Voi­là, j’ai donc dit ce que j’avais à dire à ce stade. Il me reste à saluer mes « co déte­nus », sur­tout ces jeunes qui m’ont ébloui par leur déter­mi­na­tion et ras­su­ré sur l’avenir de mon pays. Mais je com­mence par « le plus vieux », infor­ma­ti­cien, direc­teur d’une entre­prise de 30 sala­riés, venu voir et « prendre des images ». Il avait un masque de peintre. Pof, 24 heures de garde à vue, ses images inté­gra­le­ment vision­nées, cen­su­rées. Salut l’ami ! Çà fait réflé­chir sur le mot liber­té, n’est-ce pas ?

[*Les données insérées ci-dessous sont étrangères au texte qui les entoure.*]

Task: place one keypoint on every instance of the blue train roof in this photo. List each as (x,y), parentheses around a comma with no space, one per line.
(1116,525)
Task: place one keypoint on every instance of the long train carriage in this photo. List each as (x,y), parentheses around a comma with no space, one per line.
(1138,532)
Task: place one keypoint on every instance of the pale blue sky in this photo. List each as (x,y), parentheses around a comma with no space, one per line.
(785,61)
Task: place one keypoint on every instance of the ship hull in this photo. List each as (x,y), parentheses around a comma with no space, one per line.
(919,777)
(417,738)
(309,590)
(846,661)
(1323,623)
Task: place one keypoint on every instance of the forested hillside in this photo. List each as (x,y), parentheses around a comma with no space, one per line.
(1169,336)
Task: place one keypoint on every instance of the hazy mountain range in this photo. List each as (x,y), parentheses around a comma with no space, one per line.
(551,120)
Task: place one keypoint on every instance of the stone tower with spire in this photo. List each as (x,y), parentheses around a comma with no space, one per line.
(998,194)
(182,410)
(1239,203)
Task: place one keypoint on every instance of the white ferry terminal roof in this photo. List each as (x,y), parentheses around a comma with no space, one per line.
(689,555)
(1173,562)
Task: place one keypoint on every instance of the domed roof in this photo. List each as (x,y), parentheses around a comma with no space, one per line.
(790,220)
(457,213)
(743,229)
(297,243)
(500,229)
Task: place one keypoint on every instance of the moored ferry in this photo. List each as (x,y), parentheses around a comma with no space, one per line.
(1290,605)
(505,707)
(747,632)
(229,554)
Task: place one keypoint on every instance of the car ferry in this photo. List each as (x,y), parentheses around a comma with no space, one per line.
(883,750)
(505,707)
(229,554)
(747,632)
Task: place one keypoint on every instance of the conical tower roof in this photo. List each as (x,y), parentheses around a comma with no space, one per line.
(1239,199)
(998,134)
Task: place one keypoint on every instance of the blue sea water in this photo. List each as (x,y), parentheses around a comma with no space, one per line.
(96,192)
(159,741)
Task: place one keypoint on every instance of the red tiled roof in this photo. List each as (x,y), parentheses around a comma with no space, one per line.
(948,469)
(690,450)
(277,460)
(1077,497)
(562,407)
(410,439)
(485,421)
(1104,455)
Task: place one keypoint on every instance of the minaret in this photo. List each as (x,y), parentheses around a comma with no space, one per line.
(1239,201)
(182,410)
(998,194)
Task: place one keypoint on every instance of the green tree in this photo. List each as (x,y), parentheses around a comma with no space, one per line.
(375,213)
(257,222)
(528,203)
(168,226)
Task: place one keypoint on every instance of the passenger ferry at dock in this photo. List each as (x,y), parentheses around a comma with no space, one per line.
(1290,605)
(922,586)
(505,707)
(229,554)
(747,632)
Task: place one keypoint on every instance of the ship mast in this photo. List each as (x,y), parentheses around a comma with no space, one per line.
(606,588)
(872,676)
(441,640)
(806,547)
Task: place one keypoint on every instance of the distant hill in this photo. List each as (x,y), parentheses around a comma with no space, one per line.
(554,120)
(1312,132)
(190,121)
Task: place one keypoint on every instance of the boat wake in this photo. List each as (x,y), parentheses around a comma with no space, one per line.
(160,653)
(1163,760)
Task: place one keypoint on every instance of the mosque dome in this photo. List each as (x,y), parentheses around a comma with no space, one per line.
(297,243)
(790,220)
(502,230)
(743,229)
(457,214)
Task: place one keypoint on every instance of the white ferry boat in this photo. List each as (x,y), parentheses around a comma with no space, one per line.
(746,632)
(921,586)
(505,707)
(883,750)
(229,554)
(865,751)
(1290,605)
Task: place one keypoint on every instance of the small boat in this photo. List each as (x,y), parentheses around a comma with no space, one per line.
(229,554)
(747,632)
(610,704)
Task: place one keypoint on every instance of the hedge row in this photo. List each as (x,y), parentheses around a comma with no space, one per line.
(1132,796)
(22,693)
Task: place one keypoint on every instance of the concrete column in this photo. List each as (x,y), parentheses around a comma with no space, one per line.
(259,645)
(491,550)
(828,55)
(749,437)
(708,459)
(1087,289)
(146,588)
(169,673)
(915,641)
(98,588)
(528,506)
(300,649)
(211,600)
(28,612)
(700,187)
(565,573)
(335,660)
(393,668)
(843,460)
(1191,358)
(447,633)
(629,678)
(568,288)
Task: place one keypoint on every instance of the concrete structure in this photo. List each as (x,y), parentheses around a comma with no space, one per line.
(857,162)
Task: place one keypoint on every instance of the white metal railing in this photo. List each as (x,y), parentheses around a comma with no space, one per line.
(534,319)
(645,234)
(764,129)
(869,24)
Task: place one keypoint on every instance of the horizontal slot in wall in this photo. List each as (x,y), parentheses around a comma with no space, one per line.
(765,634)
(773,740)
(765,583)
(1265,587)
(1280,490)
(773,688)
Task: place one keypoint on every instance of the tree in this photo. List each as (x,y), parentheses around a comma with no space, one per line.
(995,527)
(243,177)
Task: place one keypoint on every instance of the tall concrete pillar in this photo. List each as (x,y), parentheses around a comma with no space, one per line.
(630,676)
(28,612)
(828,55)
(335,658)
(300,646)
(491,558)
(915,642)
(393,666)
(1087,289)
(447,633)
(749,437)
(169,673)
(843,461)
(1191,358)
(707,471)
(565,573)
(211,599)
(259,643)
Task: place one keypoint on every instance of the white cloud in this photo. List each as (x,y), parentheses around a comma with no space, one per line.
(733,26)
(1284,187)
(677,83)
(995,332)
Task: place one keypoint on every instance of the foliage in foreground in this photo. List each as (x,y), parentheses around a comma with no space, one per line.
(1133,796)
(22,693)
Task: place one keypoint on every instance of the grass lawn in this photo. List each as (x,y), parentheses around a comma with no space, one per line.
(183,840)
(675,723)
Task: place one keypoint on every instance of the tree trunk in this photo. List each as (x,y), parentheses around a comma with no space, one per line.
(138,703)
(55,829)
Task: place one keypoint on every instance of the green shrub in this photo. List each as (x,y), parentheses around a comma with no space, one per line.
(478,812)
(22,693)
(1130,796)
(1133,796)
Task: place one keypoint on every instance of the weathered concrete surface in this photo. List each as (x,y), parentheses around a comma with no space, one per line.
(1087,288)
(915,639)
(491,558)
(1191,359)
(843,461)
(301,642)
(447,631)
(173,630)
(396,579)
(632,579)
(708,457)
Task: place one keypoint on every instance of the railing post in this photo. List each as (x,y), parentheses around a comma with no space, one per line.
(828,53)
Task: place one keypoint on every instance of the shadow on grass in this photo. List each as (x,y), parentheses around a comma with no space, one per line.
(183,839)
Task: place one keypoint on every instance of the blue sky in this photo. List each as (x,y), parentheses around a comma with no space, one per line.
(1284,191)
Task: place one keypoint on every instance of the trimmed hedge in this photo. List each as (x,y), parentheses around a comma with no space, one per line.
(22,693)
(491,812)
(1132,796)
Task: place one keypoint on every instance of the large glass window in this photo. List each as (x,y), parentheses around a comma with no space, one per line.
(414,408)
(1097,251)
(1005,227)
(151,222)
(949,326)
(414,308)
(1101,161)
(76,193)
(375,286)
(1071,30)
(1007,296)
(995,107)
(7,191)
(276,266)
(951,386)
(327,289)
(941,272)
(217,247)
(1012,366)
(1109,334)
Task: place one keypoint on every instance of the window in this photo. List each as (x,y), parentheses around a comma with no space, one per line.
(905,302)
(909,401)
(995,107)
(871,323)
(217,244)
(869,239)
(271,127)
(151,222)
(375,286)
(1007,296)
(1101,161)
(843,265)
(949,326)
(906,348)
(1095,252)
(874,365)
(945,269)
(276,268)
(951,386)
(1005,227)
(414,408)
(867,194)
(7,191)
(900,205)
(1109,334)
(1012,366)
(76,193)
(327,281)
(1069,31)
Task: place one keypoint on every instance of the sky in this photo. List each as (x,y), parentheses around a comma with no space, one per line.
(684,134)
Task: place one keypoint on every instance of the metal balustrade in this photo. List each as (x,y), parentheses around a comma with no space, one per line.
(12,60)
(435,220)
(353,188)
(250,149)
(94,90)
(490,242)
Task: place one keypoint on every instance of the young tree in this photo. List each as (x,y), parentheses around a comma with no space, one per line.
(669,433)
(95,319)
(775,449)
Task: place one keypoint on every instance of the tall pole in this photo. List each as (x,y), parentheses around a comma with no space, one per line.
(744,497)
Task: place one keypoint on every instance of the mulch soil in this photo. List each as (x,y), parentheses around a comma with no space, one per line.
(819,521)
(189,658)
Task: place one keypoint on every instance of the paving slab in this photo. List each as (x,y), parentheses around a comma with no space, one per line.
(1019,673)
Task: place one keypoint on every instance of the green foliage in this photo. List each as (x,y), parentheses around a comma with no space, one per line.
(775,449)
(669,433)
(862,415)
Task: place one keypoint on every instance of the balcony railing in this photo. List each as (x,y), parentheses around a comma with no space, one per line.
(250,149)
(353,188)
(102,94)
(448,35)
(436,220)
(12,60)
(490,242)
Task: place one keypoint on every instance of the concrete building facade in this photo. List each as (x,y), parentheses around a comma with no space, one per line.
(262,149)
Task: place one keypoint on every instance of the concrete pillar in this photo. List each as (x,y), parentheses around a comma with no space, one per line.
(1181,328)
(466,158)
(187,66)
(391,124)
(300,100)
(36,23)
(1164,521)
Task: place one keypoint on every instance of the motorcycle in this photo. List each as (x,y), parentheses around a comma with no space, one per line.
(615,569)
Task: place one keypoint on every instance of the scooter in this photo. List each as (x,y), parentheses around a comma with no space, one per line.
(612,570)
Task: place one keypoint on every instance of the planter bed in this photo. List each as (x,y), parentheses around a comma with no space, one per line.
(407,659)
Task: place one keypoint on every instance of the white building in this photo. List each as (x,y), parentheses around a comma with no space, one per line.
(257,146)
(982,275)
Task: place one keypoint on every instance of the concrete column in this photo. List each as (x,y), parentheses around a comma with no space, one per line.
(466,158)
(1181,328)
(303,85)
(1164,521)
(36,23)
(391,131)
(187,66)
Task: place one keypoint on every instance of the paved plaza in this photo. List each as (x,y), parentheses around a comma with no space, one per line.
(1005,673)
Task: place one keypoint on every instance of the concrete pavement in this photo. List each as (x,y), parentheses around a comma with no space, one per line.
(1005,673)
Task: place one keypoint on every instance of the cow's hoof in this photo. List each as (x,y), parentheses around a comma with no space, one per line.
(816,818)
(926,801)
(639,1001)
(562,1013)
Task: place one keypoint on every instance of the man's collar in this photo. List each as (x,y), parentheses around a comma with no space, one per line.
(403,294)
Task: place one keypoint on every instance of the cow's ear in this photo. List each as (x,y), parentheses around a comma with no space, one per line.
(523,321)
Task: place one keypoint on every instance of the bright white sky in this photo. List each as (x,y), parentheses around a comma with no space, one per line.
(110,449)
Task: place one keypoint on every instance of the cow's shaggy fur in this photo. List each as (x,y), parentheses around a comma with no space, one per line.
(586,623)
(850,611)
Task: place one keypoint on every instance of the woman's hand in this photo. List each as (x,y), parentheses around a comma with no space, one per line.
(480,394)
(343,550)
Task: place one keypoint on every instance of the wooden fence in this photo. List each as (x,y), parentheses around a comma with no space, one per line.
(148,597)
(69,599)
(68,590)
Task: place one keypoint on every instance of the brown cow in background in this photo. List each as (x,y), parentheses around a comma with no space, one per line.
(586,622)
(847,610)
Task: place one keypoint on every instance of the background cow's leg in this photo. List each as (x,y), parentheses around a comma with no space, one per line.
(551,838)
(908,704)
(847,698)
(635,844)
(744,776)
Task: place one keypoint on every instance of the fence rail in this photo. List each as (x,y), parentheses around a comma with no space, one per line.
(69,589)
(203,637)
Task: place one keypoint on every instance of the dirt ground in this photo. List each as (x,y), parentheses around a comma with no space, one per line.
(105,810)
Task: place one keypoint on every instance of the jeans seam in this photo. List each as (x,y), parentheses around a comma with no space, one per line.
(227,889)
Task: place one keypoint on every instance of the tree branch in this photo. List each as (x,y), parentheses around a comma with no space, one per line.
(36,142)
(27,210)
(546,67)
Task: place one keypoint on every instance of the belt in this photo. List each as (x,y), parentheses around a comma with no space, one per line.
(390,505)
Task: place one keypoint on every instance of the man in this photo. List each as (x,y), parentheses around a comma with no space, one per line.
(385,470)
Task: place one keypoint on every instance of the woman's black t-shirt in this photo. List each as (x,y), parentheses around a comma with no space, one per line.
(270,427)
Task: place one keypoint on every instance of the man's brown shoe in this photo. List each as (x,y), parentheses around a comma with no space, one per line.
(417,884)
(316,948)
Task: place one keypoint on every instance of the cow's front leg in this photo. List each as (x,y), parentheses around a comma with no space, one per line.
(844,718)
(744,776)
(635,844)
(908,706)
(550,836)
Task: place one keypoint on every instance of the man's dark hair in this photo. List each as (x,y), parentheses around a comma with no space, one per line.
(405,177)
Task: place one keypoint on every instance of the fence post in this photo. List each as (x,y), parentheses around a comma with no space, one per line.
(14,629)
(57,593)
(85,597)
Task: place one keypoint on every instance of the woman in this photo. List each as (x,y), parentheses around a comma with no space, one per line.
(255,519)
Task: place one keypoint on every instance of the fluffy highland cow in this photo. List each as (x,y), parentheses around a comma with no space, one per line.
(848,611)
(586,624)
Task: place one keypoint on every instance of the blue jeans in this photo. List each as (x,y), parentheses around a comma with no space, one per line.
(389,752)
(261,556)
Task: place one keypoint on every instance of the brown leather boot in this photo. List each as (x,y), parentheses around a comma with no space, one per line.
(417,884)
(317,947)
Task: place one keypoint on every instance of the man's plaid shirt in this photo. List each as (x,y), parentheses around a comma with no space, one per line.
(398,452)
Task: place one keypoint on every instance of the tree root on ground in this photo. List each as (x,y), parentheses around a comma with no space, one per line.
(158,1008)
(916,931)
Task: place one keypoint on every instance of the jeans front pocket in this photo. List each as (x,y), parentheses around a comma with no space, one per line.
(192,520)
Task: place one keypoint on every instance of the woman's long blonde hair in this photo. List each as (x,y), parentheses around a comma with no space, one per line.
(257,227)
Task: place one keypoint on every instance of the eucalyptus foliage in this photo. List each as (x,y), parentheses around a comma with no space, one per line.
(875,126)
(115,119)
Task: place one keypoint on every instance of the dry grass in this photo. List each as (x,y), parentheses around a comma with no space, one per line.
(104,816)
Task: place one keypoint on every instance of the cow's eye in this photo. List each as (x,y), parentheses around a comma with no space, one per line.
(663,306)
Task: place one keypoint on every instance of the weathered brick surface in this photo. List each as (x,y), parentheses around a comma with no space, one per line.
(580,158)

Et donc les jeunes. Le pre­mier 21 ans, étu­diant en ciné­ma, venu lui aus­si fil­mer. Voi­là son crime. La Police Répu­bli­caine doit agir hors de vue, dans le secret… 21 ans et il savait par coeur ce qui le mena­çait, ce qu’il devait faire… Dur à 21 ans le temps para­ly­sé en pri­son, mais au chan­tage de livrer le conte­nu de son smart­phone contre sa sor­tie il n’a pas cédé. Et puis cette jeune fille croi­sée en audi­tion, sans doute pour voir si nous nous connais­sions, pleine de légè­re­té et de sou­rire dans sa fer­me­té à ne rien céder. Bra­vo ! J’espère que mon mot de par­vien­dra. Fier de toi ! Et ce groupe de jeunes sui­vis au Tri­bu­nal, même ordre d’âge. L’une habillée toute sexy, pan­ta­lon mou­lant, belle comme un ange, les gar­diens avaient du mal à se rete­nir de venir lui par­ler. Suprême puni­tion pour ces gar­diens, les sous sols d’un Tri­bu­nal et ses geôles ne sont pas pro­pices à la drague. L’autre du même âge, au visage encore dans l’enfance, qui avait renon­cé à son « petit déjeu­ner » tota­le­ment sem­blable aux autres repas : riz à la mexi­caine. Ah ce riz à la mexi­caine…. Et pour finir ce jeune homme que je n’ai pu voir que subrep­ti­ce­ment. Trom­per l’ennui et la soli­tude en sif­flant… tout le réper­toire des chants révo­lu­tion­naires sovié­tiques ! Je ne savais pas que je m’en sou­ve­nais, que dans cet ins­tant ce serait un bon­heur de les entendre, de les par­ta­ger (mais lui avait une jus­tesse de ton, sans doute un musi­cien). Moment de sou­rire. La Jus­tice déraille et les jeunes apprennent les chants révo­lu­tion­naires. Vous le voyez l’avenir ?

PS : une pen­sée très ami­cale aux quelques fonc­tion­naires de police qui dis­crè­te­ment m’ont adres­sé un petit signe de sou­tien. C’est tou­jours réconfortant.